US troops see Saddam hiding in Tikrit

AP, Tikrit
Saddam Hussein is believed to have been hiding out recently in Tikrit, influencing the anti-American insurgency, the US military said Monday. Fresh attacks by resistance forces across central Iraq were reported to have killed three American soldiers and wounded five others.

"We have clear indication he has been here recently," Maj. Troy Smith, a deputy brigade commander, told reporters in Tikrit, the fugitive former president's hometown and now headquarters for the 4th Infantry Division. "He could be here right now," he said of Saddam.

The insurgents' attacks on US occupation forces averaged 22 a day in the past week, the US military reported Monday in Baghdad. That's an increase of several a day over the pace of some weeks earlier, and has resulted in American deaths at a rate of almost one every two days.

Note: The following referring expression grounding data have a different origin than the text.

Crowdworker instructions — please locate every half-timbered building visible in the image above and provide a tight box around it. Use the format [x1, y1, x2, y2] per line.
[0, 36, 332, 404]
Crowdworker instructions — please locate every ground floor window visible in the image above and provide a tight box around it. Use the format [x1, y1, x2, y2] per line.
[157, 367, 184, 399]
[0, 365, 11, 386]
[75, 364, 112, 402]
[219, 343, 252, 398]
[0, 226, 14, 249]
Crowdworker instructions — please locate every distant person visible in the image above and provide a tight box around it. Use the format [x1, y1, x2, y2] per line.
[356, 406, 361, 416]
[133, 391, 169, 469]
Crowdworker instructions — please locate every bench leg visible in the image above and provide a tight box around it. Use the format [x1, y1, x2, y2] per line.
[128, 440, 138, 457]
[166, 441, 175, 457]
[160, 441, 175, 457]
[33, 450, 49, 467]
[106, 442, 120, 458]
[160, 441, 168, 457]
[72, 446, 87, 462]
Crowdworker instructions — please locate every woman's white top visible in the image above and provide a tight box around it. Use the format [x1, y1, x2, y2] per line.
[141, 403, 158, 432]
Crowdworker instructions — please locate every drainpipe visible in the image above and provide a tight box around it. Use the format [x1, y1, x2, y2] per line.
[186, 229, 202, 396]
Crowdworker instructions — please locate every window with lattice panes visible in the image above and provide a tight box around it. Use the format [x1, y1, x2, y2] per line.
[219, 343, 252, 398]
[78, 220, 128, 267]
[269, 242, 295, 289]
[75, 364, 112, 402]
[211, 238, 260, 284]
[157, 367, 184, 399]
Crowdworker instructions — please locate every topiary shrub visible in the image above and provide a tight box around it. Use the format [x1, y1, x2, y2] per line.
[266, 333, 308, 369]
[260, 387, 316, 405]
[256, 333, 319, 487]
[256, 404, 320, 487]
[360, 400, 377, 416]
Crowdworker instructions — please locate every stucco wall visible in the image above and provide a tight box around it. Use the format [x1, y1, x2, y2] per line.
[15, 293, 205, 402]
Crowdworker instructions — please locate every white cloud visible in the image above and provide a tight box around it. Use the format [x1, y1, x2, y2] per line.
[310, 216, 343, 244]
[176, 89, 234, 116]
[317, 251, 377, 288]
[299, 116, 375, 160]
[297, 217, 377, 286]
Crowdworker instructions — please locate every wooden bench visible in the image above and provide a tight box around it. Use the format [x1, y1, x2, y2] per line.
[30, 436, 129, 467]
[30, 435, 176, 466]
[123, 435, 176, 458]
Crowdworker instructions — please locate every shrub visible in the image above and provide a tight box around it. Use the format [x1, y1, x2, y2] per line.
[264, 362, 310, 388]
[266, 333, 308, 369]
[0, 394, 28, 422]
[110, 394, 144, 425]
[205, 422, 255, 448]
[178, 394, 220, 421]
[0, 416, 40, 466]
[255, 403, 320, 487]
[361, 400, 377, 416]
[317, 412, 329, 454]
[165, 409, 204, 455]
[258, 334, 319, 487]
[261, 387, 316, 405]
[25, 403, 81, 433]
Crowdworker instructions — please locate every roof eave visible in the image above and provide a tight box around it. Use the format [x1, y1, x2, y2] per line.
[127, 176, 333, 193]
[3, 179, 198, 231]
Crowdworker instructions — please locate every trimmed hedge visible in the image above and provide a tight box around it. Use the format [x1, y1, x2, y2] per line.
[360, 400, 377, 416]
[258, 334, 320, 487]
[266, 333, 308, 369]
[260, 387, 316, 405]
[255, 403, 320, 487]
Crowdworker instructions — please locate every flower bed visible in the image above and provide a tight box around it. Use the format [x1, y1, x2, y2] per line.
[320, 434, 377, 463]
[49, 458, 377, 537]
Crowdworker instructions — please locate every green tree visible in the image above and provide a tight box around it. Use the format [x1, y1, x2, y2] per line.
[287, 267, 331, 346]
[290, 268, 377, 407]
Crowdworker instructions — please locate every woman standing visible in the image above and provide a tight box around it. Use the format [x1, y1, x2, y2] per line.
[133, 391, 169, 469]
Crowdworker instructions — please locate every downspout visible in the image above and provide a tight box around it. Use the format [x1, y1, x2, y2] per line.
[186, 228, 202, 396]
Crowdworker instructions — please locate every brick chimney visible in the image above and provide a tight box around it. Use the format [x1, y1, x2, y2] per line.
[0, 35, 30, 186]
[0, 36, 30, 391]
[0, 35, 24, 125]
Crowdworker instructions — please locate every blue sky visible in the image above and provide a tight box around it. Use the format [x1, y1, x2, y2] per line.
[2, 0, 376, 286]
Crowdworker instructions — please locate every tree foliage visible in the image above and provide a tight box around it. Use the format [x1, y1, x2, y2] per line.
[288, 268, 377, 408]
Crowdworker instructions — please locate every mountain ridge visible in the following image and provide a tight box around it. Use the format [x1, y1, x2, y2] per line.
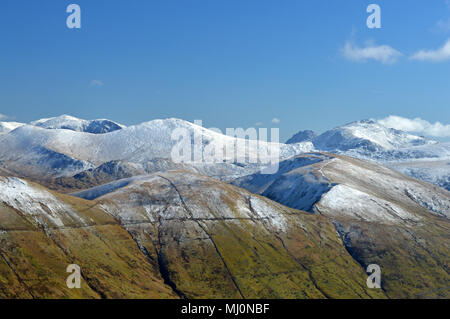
[0, 114, 448, 299]
[0, 117, 313, 180]
[286, 119, 449, 190]
[30, 114, 126, 134]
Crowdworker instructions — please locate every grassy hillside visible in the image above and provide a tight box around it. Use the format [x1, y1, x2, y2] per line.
[94, 171, 386, 298]
[0, 178, 177, 299]
[2, 166, 447, 299]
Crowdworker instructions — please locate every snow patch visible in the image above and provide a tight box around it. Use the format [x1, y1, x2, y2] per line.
[249, 196, 287, 232]
[0, 177, 86, 228]
[318, 184, 420, 224]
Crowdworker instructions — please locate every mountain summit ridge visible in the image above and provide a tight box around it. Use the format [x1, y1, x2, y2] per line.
[286, 119, 449, 190]
[314, 119, 435, 151]
[30, 114, 126, 134]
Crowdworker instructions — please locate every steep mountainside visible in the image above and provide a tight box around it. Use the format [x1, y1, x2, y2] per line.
[235, 153, 449, 218]
[73, 170, 385, 299]
[388, 159, 450, 191]
[46, 159, 195, 192]
[234, 153, 450, 298]
[0, 118, 312, 180]
[42, 158, 269, 194]
[0, 173, 385, 299]
[286, 120, 449, 190]
[311, 120, 435, 153]
[0, 177, 176, 299]
[1, 115, 448, 299]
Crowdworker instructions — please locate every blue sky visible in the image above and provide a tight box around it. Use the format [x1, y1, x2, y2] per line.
[1, 0, 450, 141]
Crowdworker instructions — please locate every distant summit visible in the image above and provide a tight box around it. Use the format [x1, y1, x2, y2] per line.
[285, 120, 448, 190]
[31, 115, 125, 134]
[0, 121, 25, 134]
[287, 119, 436, 154]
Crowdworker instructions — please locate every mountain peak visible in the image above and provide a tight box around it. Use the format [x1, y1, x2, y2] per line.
[312, 119, 435, 153]
[0, 121, 25, 134]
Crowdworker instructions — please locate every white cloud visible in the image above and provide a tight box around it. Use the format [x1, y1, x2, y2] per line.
[342, 41, 402, 64]
[411, 39, 450, 62]
[254, 122, 263, 127]
[0, 114, 9, 120]
[90, 80, 104, 87]
[378, 115, 450, 137]
[271, 118, 280, 124]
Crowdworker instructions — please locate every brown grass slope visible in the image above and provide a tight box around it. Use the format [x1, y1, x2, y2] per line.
[0, 177, 177, 299]
[92, 171, 386, 299]
[236, 152, 450, 298]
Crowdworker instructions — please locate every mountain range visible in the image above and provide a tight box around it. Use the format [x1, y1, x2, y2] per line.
[0, 114, 448, 299]
[286, 119, 449, 191]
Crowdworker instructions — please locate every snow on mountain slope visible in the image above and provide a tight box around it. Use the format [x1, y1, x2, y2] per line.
[0, 118, 313, 178]
[31, 115, 125, 134]
[0, 177, 90, 228]
[387, 159, 450, 191]
[312, 120, 435, 153]
[41, 158, 255, 193]
[235, 153, 450, 223]
[318, 183, 419, 223]
[234, 153, 450, 298]
[0, 176, 177, 299]
[340, 140, 450, 191]
[315, 155, 449, 220]
[73, 169, 450, 298]
[72, 170, 383, 299]
[234, 153, 334, 211]
[93, 172, 291, 232]
[72, 175, 151, 200]
[287, 120, 449, 190]
[343, 141, 450, 162]
[113, 119, 313, 167]
[0, 127, 94, 178]
[0, 121, 25, 134]
[67, 159, 195, 190]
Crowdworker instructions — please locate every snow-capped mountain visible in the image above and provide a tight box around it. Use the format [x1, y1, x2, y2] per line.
[371, 141, 450, 161]
[1, 114, 447, 191]
[0, 121, 25, 134]
[31, 115, 126, 134]
[234, 153, 450, 221]
[311, 119, 435, 153]
[286, 119, 449, 190]
[387, 159, 450, 191]
[233, 152, 450, 298]
[0, 173, 386, 299]
[0, 176, 176, 299]
[72, 170, 386, 298]
[75, 165, 450, 298]
[0, 114, 449, 299]
[0, 116, 313, 179]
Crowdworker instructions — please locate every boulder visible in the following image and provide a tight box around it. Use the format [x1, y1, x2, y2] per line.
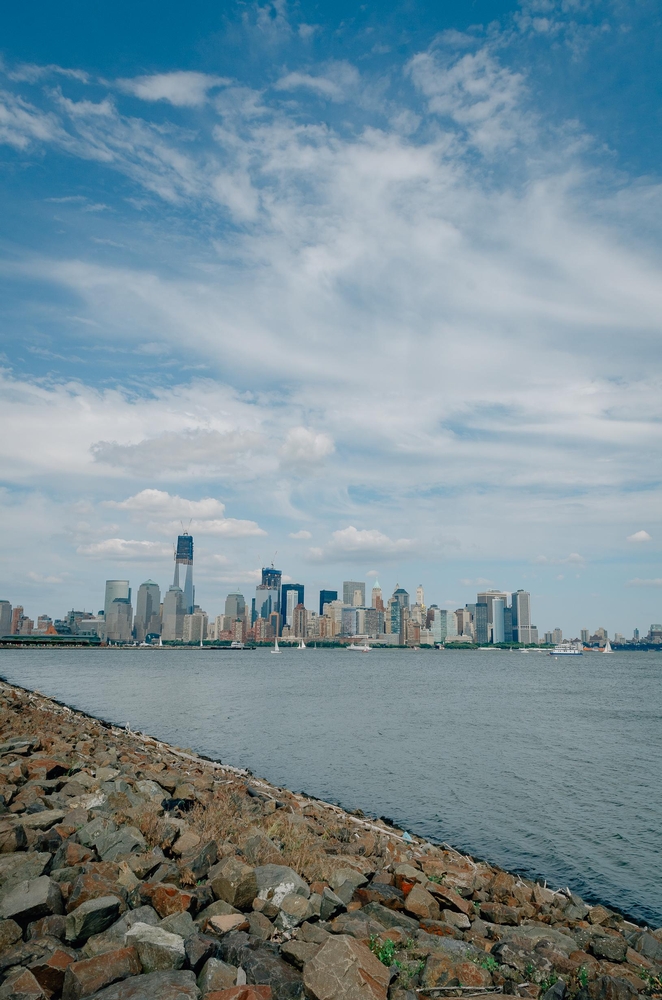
[353, 884, 404, 911]
[18, 810, 66, 831]
[206, 990, 271, 1000]
[499, 925, 578, 955]
[197, 957, 239, 993]
[0, 853, 51, 896]
[92, 969, 200, 999]
[304, 934, 389, 1000]
[427, 886, 473, 918]
[280, 940, 321, 970]
[0, 917, 23, 950]
[360, 903, 419, 933]
[0, 967, 47, 1000]
[0, 876, 63, 923]
[275, 894, 316, 932]
[185, 933, 219, 974]
[160, 910, 195, 938]
[255, 866, 310, 906]
[208, 914, 250, 936]
[62, 947, 142, 1000]
[210, 858, 258, 910]
[66, 872, 126, 913]
[319, 889, 345, 922]
[66, 895, 122, 942]
[590, 936, 627, 963]
[479, 903, 519, 926]
[140, 883, 194, 918]
[404, 885, 440, 922]
[0, 822, 28, 854]
[441, 910, 470, 930]
[125, 922, 186, 972]
[248, 912, 273, 942]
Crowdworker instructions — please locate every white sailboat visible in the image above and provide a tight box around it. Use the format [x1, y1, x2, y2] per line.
[297, 637, 306, 649]
[271, 635, 280, 654]
[603, 638, 614, 653]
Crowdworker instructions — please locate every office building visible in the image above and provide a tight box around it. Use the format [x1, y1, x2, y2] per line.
[183, 611, 208, 643]
[416, 585, 425, 610]
[341, 607, 358, 636]
[552, 627, 562, 644]
[475, 603, 489, 644]
[105, 598, 132, 643]
[371, 581, 384, 611]
[292, 604, 307, 638]
[162, 586, 185, 641]
[491, 597, 506, 643]
[173, 533, 194, 615]
[343, 581, 365, 607]
[261, 566, 282, 589]
[0, 601, 11, 636]
[477, 590, 509, 626]
[225, 593, 246, 620]
[254, 566, 281, 625]
[104, 580, 129, 621]
[319, 590, 337, 615]
[503, 606, 513, 643]
[281, 584, 304, 627]
[134, 580, 161, 642]
[511, 590, 532, 644]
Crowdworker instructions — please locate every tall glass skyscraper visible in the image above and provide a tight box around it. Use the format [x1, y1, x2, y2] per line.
[173, 533, 194, 614]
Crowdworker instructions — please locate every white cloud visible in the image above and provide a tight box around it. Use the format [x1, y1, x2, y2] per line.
[460, 577, 494, 586]
[626, 578, 662, 588]
[116, 72, 229, 107]
[533, 553, 585, 565]
[76, 538, 172, 559]
[160, 518, 266, 538]
[274, 61, 360, 102]
[104, 489, 227, 519]
[627, 530, 652, 543]
[289, 529, 312, 539]
[280, 428, 334, 467]
[309, 526, 415, 561]
[26, 571, 66, 584]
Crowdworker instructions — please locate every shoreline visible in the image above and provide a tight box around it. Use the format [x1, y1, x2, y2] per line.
[0, 679, 659, 1000]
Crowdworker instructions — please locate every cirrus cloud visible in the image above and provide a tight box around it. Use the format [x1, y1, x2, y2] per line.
[116, 71, 230, 107]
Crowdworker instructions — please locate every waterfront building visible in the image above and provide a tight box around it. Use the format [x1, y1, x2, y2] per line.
[183, 610, 207, 643]
[492, 598, 506, 643]
[552, 627, 562, 644]
[225, 593, 246, 619]
[581, 628, 589, 644]
[356, 607, 383, 638]
[105, 597, 132, 643]
[503, 606, 513, 643]
[647, 624, 662, 642]
[281, 584, 304, 628]
[477, 590, 509, 627]
[0, 601, 11, 636]
[134, 580, 161, 642]
[511, 590, 532, 644]
[341, 607, 358, 636]
[319, 589, 337, 615]
[343, 581, 365, 607]
[371, 581, 384, 612]
[633, 628, 640, 641]
[544, 631, 553, 645]
[292, 603, 307, 638]
[104, 581, 129, 621]
[475, 603, 489, 644]
[255, 566, 281, 625]
[416, 585, 425, 611]
[173, 534, 194, 614]
[162, 586, 185, 641]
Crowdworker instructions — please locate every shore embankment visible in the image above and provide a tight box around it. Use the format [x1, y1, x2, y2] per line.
[0, 680, 659, 1000]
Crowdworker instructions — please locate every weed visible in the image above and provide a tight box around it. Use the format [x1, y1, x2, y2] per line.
[472, 955, 500, 973]
[638, 970, 662, 997]
[538, 973, 559, 993]
[369, 935, 397, 966]
[427, 874, 444, 884]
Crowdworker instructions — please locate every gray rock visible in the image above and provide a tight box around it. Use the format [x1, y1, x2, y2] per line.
[329, 869, 367, 892]
[78, 817, 117, 849]
[275, 893, 317, 932]
[0, 966, 47, 999]
[18, 810, 66, 830]
[92, 969, 200, 999]
[135, 780, 166, 803]
[542, 981, 567, 1000]
[209, 857, 258, 910]
[0, 876, 63, 923]
[97, 826, 147, 862]
[160, 910, 195, 938]
[82, 907, 160, 957]
[125, 922, 185, 972]
[197, 956, 237, 993]
[303, 934, 388, 1000]
[184, 933, 218, 974]
[320, 887, 345, 922]
[590, 935, 628, 963]
[195, 899, 241, 927]
[0, 853, 51, 896]
[499, 924, 578, 955]
[66, 895, 122, 942]
[632, 930, 662, 963]
[361, 902, 419, 933]
[255, 865, 310, 905]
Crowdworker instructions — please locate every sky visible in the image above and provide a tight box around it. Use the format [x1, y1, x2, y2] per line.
[1, 0, 661, 637]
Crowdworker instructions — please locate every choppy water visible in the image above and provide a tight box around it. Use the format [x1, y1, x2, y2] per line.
[1, 647, 660, 926]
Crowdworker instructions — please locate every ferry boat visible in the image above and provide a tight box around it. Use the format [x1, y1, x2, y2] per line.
[348, 642, 371, 652]
[550, 645, 583, 655]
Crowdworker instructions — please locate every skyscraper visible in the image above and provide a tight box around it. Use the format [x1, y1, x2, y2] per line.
[173, 533, 194, 615]
[104, 580, 129, 620]
[476, 590, 509, 626]
[492, 597, 506, 644]
[475, 603, 489, 644]
[416, 585, 425, 609]
[319, 589, 338, 615]
[106, 598, 133, 642]
[255, 566, 281, 626]
[281, 584, 304, 627]
[225, 593, 246, 619]
[134, 580, 161, 642]
[511, 590, 532, 644]
[162, 586, 185, 641]
[0, 601, 11, 637]
[371, 581, 384, 611]
[343, 581, 365, 607]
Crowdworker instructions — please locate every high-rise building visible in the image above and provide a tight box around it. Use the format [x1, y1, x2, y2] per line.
[552, 627, 562, 644]
[319, 590, 338, 615]
[477, 591, 509, 626]
[173, 534, 194, 615]
[281, 585, 304, 627]
[580, 629, 589, 644]
[255, 567, 281, 626]
[292, 604, 307, 638]
[0, 601, 11, 636]
[341, 607, 358, 636]
[225, 593, 246, 619]
[633, 628, 640, 642]
[503, 606, 513, 643]
[105, 597, 133, 643]
[511, 590, 532, 644]
[475, 603, 489, 644]
[371, 581, 384, 612]
[492, 598, 506, 643]
[429, 606, 456, 643]
[343, 581, 365, 607]
[104, 581, 130, 621]
[416, 585, 425, 610]
[261, 566, 282, 589]
[162, 586, 185, 641]
[183, 611, 208, 643]
[134, 580, 161, 642]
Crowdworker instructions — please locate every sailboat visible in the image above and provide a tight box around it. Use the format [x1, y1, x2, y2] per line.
[271, 635, 281, 654]
[297, 637, 306, 649]
[603, 638, 614, 653]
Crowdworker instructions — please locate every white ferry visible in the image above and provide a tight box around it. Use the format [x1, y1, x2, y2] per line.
[348, 642, 371, 652]
[550, 645, 583, 655]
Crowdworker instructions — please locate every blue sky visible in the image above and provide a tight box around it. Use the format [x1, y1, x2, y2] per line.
[1, 0, 661, 636]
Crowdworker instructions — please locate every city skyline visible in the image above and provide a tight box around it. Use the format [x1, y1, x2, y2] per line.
[0, 1, 661, 633]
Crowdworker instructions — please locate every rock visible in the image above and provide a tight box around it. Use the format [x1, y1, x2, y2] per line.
[0, 917, 23, 950]
[632, 931, 662, 963]
[255, 866, 310, 906]
[28, 947, 77, 995]
[281, 940, 321, 970]
[404, 885, 440, 922]
[52, 842, 95, 870]
[441, 910, 470, 930]
[66, 895, 122, 942]
[97, 827, 147, 862]
[240, 946, 304, 1000]
[542, 981, 567, 1000]
[588, 976, 638, 1000]
[0, 967, 47, 1000]
[209, 914, 251, 935]
[0, 824, 28, 855]
[181, 840, 218, 881]
[0, 853, 51, 895]
[210, 859, 258, 910]
[134, 780, 166, 804]
[588, 907, 612, 926]
[206, 989, 271, 1000]
[319, 889, 345, 922]
[160, 910, 195, 938]
[0, 876, 63, 923]
[500, 925, 578, 955]
[125, 922, 186, 972]
[92, 969, 200, 999]
[426, 886, 473, 918]
[18, 810, 66, 831]
[248, 911, 273, 942]
[479, 903, 519, 926]
[197, 957, 238, 993]
[275, 894, 316, 932]
[62, 947, 142, 1000]
[300, 923, 332, 945]
[140, 883, 194, 918]
[360, 903, 419, 933]
[185, 932, 219, 974]
[242, 830, 281, 866]
[590, 936, 627, 963]
[304, 934, 389, 1000]
[418, 920, 462, 940]
[172, 829, 201, 857]
[66, 872, 126, 913]
[353, 884, 404, 911]
[197, 900, 242, 926]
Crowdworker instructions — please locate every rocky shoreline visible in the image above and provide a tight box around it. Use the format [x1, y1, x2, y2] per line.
[0, 681, 659, 1000]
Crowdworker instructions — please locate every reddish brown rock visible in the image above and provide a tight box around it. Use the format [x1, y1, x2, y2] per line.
[427, 885, 473, 917]
[404, 885, 440, 922]
[25, 758, 68, 780]
[206, 989, 272, 1000]
[138, 883, 194, 918]
[0, 967, 47, 999]
[303, 934, 389, 1000]
[479, 902, 519, 925]
[61, 946, 142, 1000]
[28, 948, 77, 995]
[66, 873, 125, 914]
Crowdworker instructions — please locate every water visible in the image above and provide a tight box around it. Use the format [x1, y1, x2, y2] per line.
[1, 647, 660, 927]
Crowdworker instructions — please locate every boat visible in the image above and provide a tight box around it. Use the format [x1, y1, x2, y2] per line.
[549, 645, 583, 655]
[271, 635, 280, 654]
[348, 642, 371, 651]
[297, 637, 306, 649]
[230, 641, 244, 649]
[603, 639, 614, 653]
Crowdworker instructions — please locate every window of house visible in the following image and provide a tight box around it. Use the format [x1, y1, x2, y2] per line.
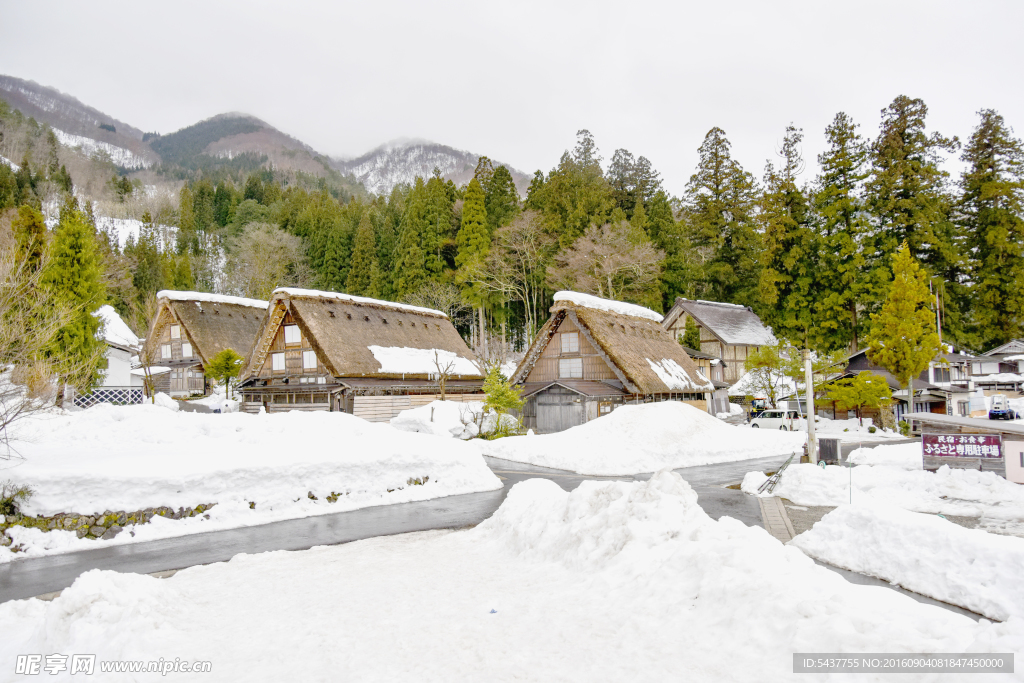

The attacks late Sunday and Monday, against 4th Infantry Division troops, took place in Tikrit and at locations north and east of here, according to the US command:

At 7:45 p.m. Sunday, one division soldier was killed and another wounded when their Bradley armored vehicle struck a mine near Beiji, 30 miles north of Tikrit.

At 11:15 a.m. Monday, a division convoy traveling near Jalyula, in a desolate area 80 miles east of Tikrit, was ambushed with a makeshift roadside bomb and small-arms fire. One soldier was killed and two were wounded.